In this paper, we introduce Annobot: a platform for annotating and creating datasets through conversation with a chatbot. This natural form of interaction has allowed us to create a more accessible and flexible interface, especially for mobile devices. Our solution has a wide range of applications such as data labelling for binary, multi-class/label classification tasks, preparing data for regression problems, or creating sets for issues such as machine translation, question answering or text summarization. Additional features include pre-annotation, active sampling, online learning and real-time inter-annotator agreement. The system is integrated with the popular messaging platform: Facebook Messanger. Usability experiment showed the advantages of the proposed platform compared to other labelling tools. The source code of Annobot is available under the GNU LGPL license at

Arabic Curriculum Analysis
Hamdy Mubarak | Shimaa Amer | Ahmed Abdelali | Kareem Darwish

Developing a platform that analyzes the content of curricula can help identify their shortcomings and whether they are tailored to specific desired outcomes. In this paper, we present a system to analyze Arabic curricula and provide insights into their content. It allows users to explore word presence, surface-forms used, as well as contrasting statistics between different countries from which the curricula were selected. Also, it provides a facility to grade text in reference to given grade-level and gives users feedback about the complexity or difficulty of words used in a text.

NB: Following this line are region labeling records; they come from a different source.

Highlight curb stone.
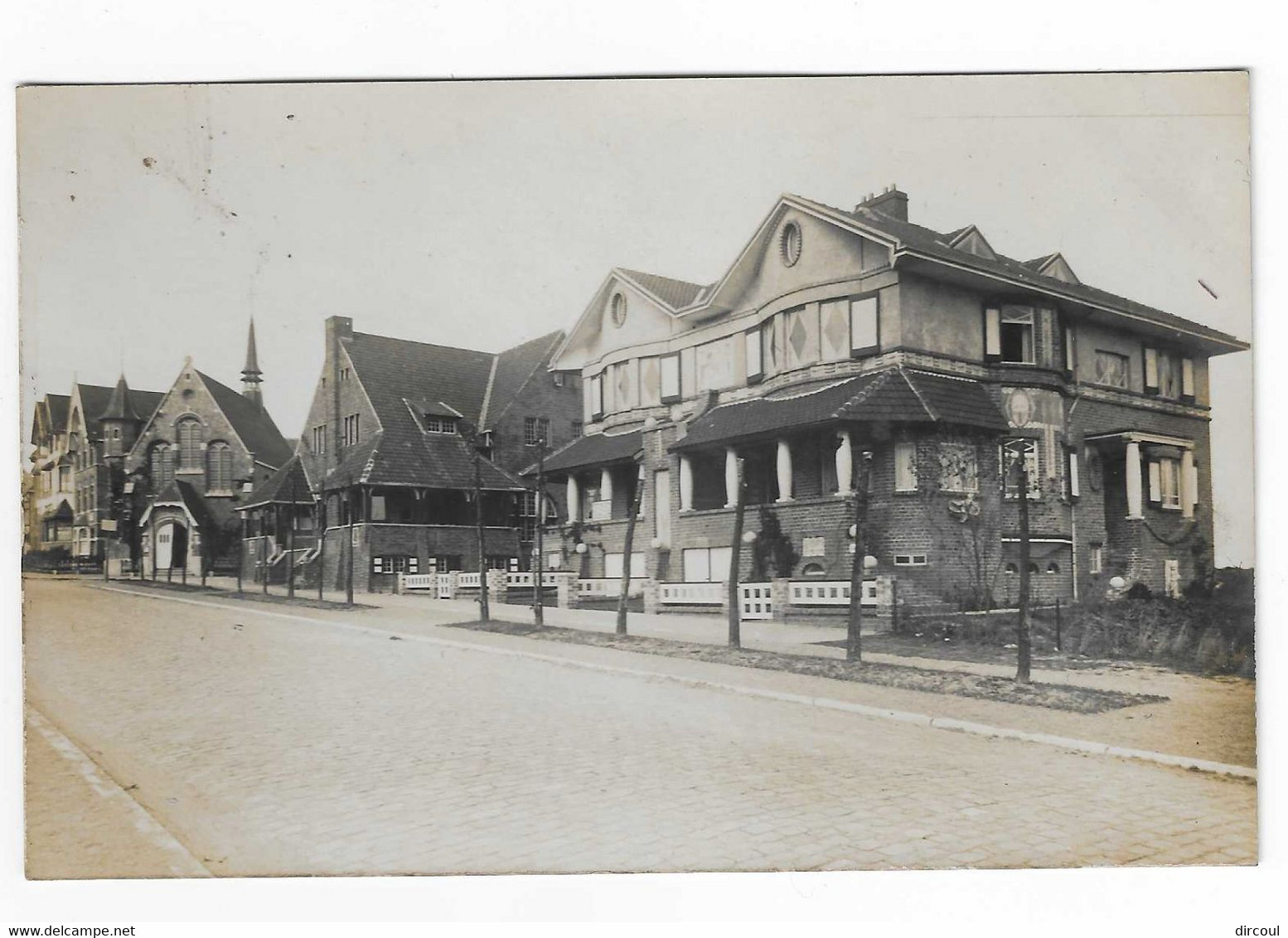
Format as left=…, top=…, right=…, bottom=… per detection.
left=91, top=585, right=1257, bottom=781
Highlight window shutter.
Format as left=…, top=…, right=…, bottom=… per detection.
left=743, top=326, right=765, bottom=384
left=984, top=309, right=1002, bottom=360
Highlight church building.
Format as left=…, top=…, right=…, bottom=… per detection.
left=546, top=186, right=1248, bottom=608
left=123, top=322, right=291, bottom=578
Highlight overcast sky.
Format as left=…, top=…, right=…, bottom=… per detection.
left=18, top=74, right=1253, bottom=566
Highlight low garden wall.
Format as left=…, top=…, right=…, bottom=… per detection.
left=900, top=599, right=1256, bottom=678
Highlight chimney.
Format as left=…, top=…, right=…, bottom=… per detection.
left=326, top=316, right=353, bottom=348
left=854, top=183, right=908, bottom=221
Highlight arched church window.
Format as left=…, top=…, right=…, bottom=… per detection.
left=206, top=439, right=233, bottom=492
left=151, top=443, right=174, bottom=491
left=177, top=418, right=201, bottom=469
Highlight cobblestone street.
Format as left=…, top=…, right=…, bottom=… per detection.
left=25, top=581, right=1256, bottom=876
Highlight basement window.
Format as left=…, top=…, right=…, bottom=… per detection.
left=1000, top=307, right=1035, bottom=365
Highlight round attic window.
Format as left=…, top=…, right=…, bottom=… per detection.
left=608, top=294, right=626, bottom=327
left=778, top=221, right=801, bottom=267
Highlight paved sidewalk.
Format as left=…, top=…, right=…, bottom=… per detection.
left=25, top=711, right=210, bottom=880
left=98, top=583, right=1256, bottom=766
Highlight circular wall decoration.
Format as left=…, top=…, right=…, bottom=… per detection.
left=778, top=221, right=801, bottom=267
left=608, top=294, right=626, bottom=329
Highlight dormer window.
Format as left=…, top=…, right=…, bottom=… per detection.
left=778, top=221, right=801, bottom=267
left=425, top=413, right=456, bottom=433
left=608, top=293, right=626, bottom=329
left=1000, top=307, right=1035, bottom=365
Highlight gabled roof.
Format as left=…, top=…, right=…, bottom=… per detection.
left=614, top=267, right=711, bottom=312
left=479, top=330, right=564, bottom=429
left=1024, top=251, right=1082, bottom=283
left=344, top=332, right=493, bottom=429
left=94, top=375, right=165, bottom=430
left=947, top=223, right=997, bottom=260
left=139, top=479, right=210, bottom=529
left=197, top=371, right=291, bottom=467
left=533, top=430, right=644, bottom=476
left=76, top=381, right=112, bottom=438
left=783, top=196, right=1248, bottom=352
left=323, top=332, right=563, bottom=491
left=45, top=394, right=72, bottom=433
left=237, top=456, right=313, bottom=511
left=671, top=369, right=1007, bottom=450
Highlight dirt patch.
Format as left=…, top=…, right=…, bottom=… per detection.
left=112, top=580, right=380, bottom=609
left=814, top=632, right=1141, bottom=671
left=448, top=621, right=1167, bottom=713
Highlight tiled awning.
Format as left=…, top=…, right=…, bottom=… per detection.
left=533, top=430, right=644, bottom=476
left=671, top=369, right=1007, bottom=450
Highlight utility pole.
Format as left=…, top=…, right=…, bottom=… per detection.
left=532, top=434, right=546, bottom=626
left=344, top=479, right=353, bottom=606
left=286, top=473, right=295, bottom=599
left=617, top=464, right=644, bottom=636
left=729, top=456, right=747, bottom=648
left=845, top=451, right=872, bottom=662
left=472, top=446, right=492, bottom=622
left=1015, top=452, right=1032, bottom=684
left=317, top=495, right=326, bottom=603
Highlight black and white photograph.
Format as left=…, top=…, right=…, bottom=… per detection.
left=18, top=72, right=1257, bottom=878
left=7, top=9, right=1276, bottom=934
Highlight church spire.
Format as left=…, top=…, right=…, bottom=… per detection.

Epistolary Education in 21st Century: A System to Support Composition of E-mails by Students to Superiors in Japanese
Kenji Ryu | Michal Ptaszynski

E-mail is a communication tool widely used by people of all ages on the Internet today, often in business and formal situations, especially in Japan. Moreover, Japanese E-mail communication has a set of specific rules taught using specialized guidebooks. E-mail literacy education for many Japanese students is typically provided in a traditional, yet inefficient lecture-based way. We propose a system to support Japanese students in writing E-mails to superiors (teachers, job hunting representatives, etc.). We firstly make an investigation into the importance of formal E-mails in Japan, and what is needed to successfully write a formal E-mail. Next, we develop the system with accordance to those rules. Finally, we evaluated the system twofold. The results, although performed on a small number of samples, were generally positive, and clearly indicated additional ways to improve the system.